/svsync

A tool for smart one way file synchronization between a variety of storage types

Primary LanguageJavaApache License 2.0Apache-2.0

Svsync

This project provides a tool for one-way, efficient file synchronization from source to target. Unlike other file synchronization solutions, this tool supports multiple storage types (see below currently supported types) and can sync files between any combination of these types.

Features

  • 100% cross-platform

You can run it on Windows, Linux, Mac OSX or Raspberry Pi smoothly with exactly the same binaries.

  • Supports multiple storage types

    Currently supported

    • Local storage
    • SMB (Windows) network share
    • Amazon S3
    • Microsoft Azure Blobs
  • Declarative approach

    Just list your sources and targets (i.e. what needs to be synced and where) in XML file that defines a working profile. Svsync will take it from there.

  • Multithreading

    Svsync utilizes multithreading to perform some of its tasks in parallel.

  • Smart synchronization

    This tools uses a non-standard approach to file synchronization.

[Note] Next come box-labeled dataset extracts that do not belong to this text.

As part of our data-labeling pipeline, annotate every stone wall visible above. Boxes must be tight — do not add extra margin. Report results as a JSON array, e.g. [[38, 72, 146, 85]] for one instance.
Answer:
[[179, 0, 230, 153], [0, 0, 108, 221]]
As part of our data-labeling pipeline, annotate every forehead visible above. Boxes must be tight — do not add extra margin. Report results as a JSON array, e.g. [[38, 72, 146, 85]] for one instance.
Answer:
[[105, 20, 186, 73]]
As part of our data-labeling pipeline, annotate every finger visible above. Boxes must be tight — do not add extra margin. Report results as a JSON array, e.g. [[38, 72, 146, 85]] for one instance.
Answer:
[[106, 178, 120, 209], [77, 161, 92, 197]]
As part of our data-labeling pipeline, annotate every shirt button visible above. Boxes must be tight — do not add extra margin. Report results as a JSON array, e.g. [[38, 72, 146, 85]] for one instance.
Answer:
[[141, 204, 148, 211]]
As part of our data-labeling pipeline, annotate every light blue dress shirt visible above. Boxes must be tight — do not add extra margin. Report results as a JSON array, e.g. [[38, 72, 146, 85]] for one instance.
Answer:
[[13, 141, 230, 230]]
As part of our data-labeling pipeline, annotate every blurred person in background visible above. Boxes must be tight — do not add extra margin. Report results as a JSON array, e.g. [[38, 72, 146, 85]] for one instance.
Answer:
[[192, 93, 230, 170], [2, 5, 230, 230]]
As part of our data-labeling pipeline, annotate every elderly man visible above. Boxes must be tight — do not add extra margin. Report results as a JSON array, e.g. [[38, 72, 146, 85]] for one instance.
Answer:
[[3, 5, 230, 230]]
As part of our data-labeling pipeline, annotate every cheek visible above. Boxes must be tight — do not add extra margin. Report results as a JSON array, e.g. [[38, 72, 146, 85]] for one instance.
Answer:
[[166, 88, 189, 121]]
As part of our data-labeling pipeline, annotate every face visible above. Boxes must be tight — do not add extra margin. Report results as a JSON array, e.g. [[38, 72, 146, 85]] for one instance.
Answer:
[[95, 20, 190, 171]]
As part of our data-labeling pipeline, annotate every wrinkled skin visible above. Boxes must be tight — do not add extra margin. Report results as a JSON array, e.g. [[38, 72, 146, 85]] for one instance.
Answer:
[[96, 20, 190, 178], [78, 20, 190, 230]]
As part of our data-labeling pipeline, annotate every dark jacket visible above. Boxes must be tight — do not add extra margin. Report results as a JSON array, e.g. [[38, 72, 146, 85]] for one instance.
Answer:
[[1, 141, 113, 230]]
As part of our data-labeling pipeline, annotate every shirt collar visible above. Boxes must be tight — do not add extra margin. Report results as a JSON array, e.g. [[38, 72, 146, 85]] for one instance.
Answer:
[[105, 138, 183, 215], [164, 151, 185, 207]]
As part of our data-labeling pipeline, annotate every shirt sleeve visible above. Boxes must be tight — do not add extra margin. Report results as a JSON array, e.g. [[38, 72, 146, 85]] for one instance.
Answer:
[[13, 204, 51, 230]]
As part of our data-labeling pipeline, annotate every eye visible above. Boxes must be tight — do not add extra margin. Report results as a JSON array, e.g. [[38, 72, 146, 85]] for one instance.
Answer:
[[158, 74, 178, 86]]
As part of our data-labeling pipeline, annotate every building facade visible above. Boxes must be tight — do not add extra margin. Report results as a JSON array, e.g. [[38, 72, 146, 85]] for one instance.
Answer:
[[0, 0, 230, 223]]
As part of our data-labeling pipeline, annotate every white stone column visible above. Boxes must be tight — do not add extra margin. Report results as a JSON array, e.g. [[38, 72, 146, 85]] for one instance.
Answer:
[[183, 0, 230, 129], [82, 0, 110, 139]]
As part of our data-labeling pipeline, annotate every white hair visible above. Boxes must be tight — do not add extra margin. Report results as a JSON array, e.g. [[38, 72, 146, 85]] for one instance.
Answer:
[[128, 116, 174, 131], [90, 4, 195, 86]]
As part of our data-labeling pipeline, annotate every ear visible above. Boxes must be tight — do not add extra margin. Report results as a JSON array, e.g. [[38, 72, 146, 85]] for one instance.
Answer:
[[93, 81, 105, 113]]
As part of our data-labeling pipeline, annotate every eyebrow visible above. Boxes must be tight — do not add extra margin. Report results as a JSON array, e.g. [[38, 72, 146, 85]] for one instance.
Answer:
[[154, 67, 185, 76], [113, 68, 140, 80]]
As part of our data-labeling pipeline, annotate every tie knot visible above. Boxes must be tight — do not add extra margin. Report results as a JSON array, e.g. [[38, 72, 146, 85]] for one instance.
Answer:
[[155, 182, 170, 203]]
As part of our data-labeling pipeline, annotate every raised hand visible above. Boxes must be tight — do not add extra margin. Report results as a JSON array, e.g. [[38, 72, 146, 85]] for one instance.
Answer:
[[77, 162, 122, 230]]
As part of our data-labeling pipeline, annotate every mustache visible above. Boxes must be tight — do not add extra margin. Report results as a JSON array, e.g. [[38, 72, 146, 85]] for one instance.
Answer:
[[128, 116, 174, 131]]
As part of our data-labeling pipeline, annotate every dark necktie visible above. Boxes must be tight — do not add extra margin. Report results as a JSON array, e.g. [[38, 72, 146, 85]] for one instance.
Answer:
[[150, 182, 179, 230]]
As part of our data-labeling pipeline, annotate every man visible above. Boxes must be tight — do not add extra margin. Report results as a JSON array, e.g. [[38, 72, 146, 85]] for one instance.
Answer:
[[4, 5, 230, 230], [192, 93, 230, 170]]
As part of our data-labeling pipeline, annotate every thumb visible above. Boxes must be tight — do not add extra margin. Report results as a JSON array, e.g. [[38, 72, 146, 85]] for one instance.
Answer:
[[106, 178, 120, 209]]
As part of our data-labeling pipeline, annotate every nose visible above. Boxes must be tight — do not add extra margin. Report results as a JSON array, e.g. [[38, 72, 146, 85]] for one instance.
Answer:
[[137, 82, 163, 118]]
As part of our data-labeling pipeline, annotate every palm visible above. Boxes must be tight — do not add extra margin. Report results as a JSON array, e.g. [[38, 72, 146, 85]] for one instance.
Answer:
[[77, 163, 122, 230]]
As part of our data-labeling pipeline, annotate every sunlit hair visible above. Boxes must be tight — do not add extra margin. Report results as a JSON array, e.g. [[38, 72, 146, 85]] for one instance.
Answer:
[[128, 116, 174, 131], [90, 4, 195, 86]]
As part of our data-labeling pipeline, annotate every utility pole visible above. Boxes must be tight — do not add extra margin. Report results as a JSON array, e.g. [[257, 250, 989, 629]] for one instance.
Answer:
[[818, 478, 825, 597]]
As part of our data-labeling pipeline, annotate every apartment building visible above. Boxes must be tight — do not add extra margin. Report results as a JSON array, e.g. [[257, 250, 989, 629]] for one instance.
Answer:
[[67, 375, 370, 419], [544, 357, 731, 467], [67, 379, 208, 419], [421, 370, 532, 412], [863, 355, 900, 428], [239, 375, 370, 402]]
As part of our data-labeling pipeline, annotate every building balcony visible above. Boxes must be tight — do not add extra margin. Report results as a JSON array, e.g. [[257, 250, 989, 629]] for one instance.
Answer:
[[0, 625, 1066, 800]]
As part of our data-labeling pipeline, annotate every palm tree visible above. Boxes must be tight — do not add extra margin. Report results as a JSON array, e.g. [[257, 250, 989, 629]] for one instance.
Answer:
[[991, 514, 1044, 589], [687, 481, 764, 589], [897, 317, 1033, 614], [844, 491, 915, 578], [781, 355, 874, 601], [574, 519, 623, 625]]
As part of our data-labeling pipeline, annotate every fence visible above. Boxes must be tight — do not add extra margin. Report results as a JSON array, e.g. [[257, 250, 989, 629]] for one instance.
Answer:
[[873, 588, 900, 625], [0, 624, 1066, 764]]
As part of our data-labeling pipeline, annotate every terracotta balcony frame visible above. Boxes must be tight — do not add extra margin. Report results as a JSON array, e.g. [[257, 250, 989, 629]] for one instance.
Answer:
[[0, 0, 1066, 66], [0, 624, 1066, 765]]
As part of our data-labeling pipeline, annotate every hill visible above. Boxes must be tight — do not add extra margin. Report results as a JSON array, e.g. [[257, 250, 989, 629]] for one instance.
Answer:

Rather than immediately synchronizing files folder by folder, it first scans both source and target to get a full view of all the files. Then, it analyzes the changes minimizing the amount of data to be copied. For example, if you have already uploaded your 500GB video library to Azure blob, and then you accidentally change the name of the folder from "movies" to "videos", svsync will be smart enough to just move the files to a new location at the target, rather than re-uploading all the files again.

  • Advanced file-skipping capabilities

    Svsync provides an ability to skip any subfolders within a synced folder. In addition, you can use regular expressions on full file path to decide which files you want and which you don't. For example, you want to upload your photos library to S3, but you want to skip all the Thumbs.db files created by Windows, in order to save space at a target.

Use Scenarios

  • Sync your stuff from home NAS to Amazon S3 once a day for disaster recovery.

    You can choose only critical stuff, rather than all your files, paying only for storage taken at S3.

  • Sync large amount of data from your pc to an external drive once in a while.

    No need to copy all data over and over again, just sync the differences from the last time.

  • Sync up your work files at the end of the day to a network share for backup.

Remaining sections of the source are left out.